Ellicott:
A mixed multitude went up also with them.—Nothing is told us of the component elements of this “mixed multitude.” We hear of them as “murmuring” in Numbers 11:4, so that they seem to have remained with Israel. Some may have been Egyptians, impressed by the recent miracles; some foreigners held to servitude, like the Israelites, and glad to escape from their masters. It is noticeable that the Egyptian writers, in their perverted accounts of the Exodus, made a multitude of foreigners (Hyksôs) take part with the Hebrews.

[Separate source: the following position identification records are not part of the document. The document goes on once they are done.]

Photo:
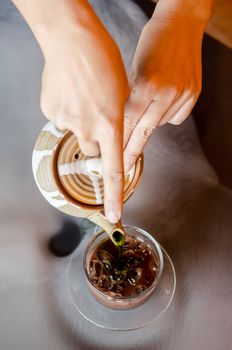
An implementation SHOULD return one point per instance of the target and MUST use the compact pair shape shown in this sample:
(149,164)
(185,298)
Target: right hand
(84,89)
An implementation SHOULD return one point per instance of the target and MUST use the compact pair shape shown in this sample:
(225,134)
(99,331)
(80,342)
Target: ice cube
(95,269)
(134,276)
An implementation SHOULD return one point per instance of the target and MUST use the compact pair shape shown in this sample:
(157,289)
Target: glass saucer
(122,320)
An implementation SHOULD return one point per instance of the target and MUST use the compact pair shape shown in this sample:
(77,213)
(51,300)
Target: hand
(84,89)
(165,81)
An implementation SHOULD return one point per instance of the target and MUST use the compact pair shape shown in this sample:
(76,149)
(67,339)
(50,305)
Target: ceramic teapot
(72,182)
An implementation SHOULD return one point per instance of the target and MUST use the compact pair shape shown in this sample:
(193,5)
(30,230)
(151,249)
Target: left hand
(165,81)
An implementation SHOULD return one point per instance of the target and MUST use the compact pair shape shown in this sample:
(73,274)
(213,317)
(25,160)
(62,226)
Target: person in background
(85,87)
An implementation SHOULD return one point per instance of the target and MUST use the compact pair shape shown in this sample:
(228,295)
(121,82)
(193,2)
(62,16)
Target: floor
(180,201)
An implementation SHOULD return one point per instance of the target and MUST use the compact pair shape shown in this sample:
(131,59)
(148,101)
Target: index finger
(113,175)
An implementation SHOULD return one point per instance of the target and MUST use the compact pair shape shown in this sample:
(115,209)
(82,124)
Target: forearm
(198,11)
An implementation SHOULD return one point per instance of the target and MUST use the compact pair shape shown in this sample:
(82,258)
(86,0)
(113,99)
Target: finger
(183,112)
(142,132)
(112,159)
(174,109)
(134,109)
(89,148)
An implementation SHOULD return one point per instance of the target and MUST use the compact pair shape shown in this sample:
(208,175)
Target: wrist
(185,11)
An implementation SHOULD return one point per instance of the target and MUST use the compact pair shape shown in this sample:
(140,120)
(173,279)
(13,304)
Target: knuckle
(144,132)
(134,155)
(129,122)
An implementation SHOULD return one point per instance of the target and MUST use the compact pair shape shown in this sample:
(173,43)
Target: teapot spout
(115,231)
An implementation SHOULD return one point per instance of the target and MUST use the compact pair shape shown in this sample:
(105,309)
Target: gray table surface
(179,200)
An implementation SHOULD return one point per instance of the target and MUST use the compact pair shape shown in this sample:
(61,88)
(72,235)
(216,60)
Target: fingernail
(113,217)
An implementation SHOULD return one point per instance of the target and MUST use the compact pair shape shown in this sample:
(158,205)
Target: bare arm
(166,72)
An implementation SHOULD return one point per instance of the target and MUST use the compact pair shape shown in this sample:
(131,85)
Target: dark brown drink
(123,271)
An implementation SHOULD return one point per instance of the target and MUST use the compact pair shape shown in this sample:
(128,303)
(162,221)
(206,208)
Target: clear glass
(146,307)
(124,303)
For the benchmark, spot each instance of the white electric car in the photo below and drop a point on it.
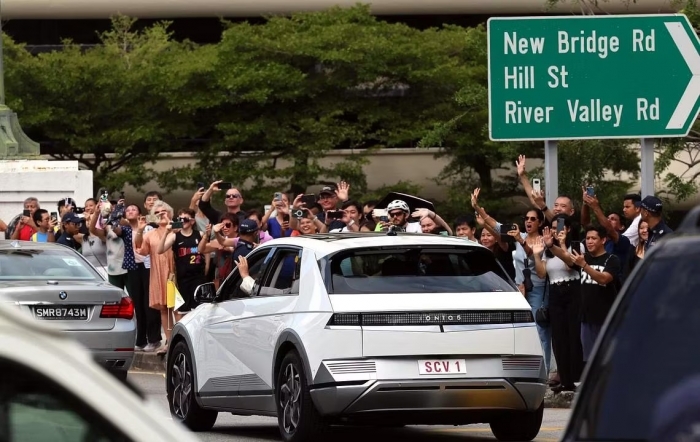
(362, 328)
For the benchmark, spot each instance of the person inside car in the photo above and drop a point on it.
(398, 213)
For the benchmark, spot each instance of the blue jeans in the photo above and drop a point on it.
(536, 298)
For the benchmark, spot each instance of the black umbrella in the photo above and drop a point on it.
(413, 202)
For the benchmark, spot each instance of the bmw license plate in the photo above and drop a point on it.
(74, 313)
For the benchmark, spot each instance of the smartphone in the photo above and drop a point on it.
(576, 245)
(380, 213)
(335, 214)
(308, 200)
(560, 225)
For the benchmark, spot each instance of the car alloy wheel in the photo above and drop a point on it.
(182, 386)
(290, 399)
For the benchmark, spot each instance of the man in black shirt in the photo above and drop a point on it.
(599, 273)
(71, 227)
(651, 208)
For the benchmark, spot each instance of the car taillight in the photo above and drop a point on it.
(123, 310)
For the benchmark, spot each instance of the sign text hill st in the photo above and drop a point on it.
(592, 77)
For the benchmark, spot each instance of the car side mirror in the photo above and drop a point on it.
(205, 293)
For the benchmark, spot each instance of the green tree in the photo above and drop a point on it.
(293, 88)
(109, 107)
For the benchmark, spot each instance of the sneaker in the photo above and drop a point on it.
(152, 347)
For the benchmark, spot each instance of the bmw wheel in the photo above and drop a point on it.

Exodus 12:38, did the non-Israelite multitude (עֵ֥רֶב) cross the sea without the blood applied?
Some probably did.
Did this rabble (אֲסְפְּסֻף) in Numbers 11:14 instigate the unbelief in God's provision?
Not necessarily.
These are two different Hebrew words,
Cambridge:
a great mixed multitude] cf. Numbers 11:4 (the Heb. word different). Non-Israelites (cf. the same word in Nehemiah 13:3) of various kinds are meant: e.g. Egyptians who had intermarried with Israelites (cf. Leviticus 24:10), other Semites who had found their way into Egypt, and prisoners taken in war who had been employed in the corvée (Exodus 1:9).